Angeboten wird auch eine Nachmittags- und eine Abendordination.
Wels für ÖGK ein Rätsel
Warum gerade in Wels nunmehr drei Hausarztstellen schon so lange nicht besetzt werden können, lasse sich nicht genau sagen, heißt es seitens der Gesundheitskasse.

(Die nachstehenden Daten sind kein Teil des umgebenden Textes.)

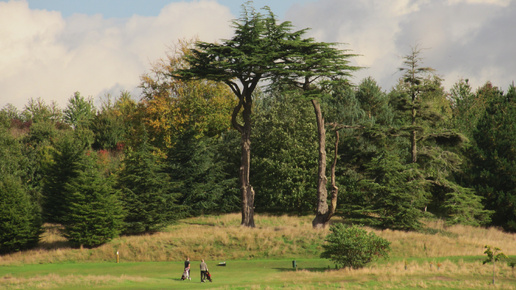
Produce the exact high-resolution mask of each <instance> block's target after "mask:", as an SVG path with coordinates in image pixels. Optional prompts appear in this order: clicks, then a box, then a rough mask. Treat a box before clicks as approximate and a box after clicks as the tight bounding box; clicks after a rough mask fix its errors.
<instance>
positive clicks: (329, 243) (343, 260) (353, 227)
mask: <svg viewBox="0 0 516 290" xmlns="http://www.w3.org/2000/svg"><path fill="white" fill-rule="evenodd" d="M330 231H331V233H330V234H328V236H326V239H325V241H326V244H324V245H323V246H322V247H323V249H324V251H323V252H322V253H321V258H327V259H330V260H331V261H333V262H334V263H335V264H336V265H337V266H339V267H350V268H353V269H359V268H363V267H364V266H365V265H366V264H367V263H369V262H372V261H374V260H376V259H378V258H380V257H384V258H387V257H388V254H389V251H390V244H391V243H390V242H389V241H387V240H385V239H383V238H381V237H378V236H377V235H375V234H374V233H373V232H370V233H367V231H365V230H364V229H361V228H360V227H358V226H356V225H353V226H351V227H347V226H345V225H344V224H335V225H333V226H331V228H330Z"/></svg>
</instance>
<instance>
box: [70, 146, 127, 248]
mask: <svg viewBox="0 0 516 290" xmlns="http://www.w3.org/2000/svg"><path fill="white" fill-rule="evenodd" d="M78 163H79V166H78V168H77V169H75V170H76V175H75V176H74V177H73V178H72V179H71V180H69V181H68V182H67V183H66V184H65V191H66V193H67V195H66V196H65V199H66V212H65V213H64V215H63V222H62V223H63V225H64V229H63V234H64V236H65V237H66V238H67V239H68V240H69V241H70V242H71V243H72V245H74V246H77V247H79V246H80V247H83V246H84V247H88V248H90V247H96V246H99V245H102V244H104V243H106V242H108V241H110V240H111V239H113V238H115V237H116V236H118V234H119V233H120V231H121V229H122V218H123V212H122V210H123V208H122V206H121V204H120V201H119V198H118V192H117V191H115V190H114V189H113V183H114V182H113V179H112V177H110V176H106V174H105V172H104V171H103V168H102V167H101V166H99V163H98V159H97V156H96V153H95V152H87V154H85V155H83V156H81V159H80V161H79V162H78Z"/></svg>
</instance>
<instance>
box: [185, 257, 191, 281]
mask: <svg viewBox="0 0 516 290" xmlns="http://www.w3.org/2000/svg"><path fill="white" fill-rule="evenodd" d="M185 271H188V280H192V277H190V258H188V257H187V258H186V261H185Z"/></svg>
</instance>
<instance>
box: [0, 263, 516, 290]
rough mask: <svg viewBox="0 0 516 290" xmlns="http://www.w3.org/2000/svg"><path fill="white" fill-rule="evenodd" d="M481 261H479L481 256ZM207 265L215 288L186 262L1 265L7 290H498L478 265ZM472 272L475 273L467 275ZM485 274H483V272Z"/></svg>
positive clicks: (502, 288) (510, 277)
mask: <svg viewBox="0 0 516 290" xmlns="http://www.w3.org/2000/svg"><path fill="white" fill-rule="evenodd" d="M479 258H480V257H479ZM217 263H218V261H217V262H213V261H212V262H210V261H208V265H209V267H210V272H211V273H212V278H213V283H210V282H206V283H200V274H199V270H198V267H199V262H198V261H193V262H192V280H191V281H182V280H181V279H180V277H181V274H182V268H183V262H181V261H176V262H144V263H133V262H131V263H124V262H122V263H119V264H117V263H107V262H105V263H62V264H33V265H24V266H1V267H0V279H1V282H0V288H2V289H85V288H94V289H319V288H344V289H385V288H390V289H414V288H426V289H486V288H493V286H492V285H491V284H490V283H491V276H490V273H489V269H490V268H491V267H489V266H485V267H483V268H484V270H485V271H481V272H479V270H478V269H479V268H478V267H481V266H480V265H479V264H481V263H478V261H474V262H469V261H468V262H463V261H458V262H452V261H450V260H446V261H443V262H442V263H440V267H439V269H437V265H430V264H429V263H426V262H425V261H418V262H415V261H414V262H410V263H408V264H407V269H405V266H404V262H395V263H381V265H380V264H379V265H373V266H372V267H369V268H366V269H362V270H347V269H341V270H335V269H334V268H333V267H334V266H333V264H332V263H330V262H329V261H327V260H323V259H300V260H296V263H297V266H298V268H297V270H295V269H293V267H292V260H290V259H289V260H287V259H282V260H238V261H227V266H225V267H222V266H216V264H217ZM468 268H469V269H470V271H468ZM482 272H483V273H482ZM498 276H499V277H497V278H498V279H497V285H496V287H495V288H498V289H516V278H514V277H511V273H509V272H507V269H505V270H502V272H501V273H500V274H499V275H498Z"/></svg>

Als mögliche Ursachen für den generellen Hausärztemangel gelten der erschwerte Zugang zum Medizinstudium, eine geänderte Ärzteausbildungsordnung, die geänderte Einstellung zur Work-Life-Balance seitens der jüngeren Generation, negative Publicity zum Hausärzteberuf genannt.
Oberösterreich mit geringer Ärzte-Dichte
Im extramuralen Bereich gab es 2021 rund 77,1 Vertragsärztinnen/‐ärzte und Ärztinnen/Ärzte in Einrichtungen der Sozialversicherung (gemessen in ärztlichen ambulanten Versorgungseinheiten exklusive Zahnmedizin und technischer Fächer) je 100.000 Einwohner.
Laut Land Oberösterreich zeige die Bundesländergegenüberstellung im Vergleich zur intramuralen ärztlichen Versorgungsdichte ein gegensätzliches Bild im Burgenland, das mit rund 91,8 Ärzten je 100.000 Einwohner die höchste Dichte aufweist.
Die geringste Versorgungsdichte im Bereich Vertragsärztinnen und -ärzte fand sich 2021 mit 68,1 in Oberösterreich, das gleichzeitig die höchste Krankenhaushäufigkeit aufweist.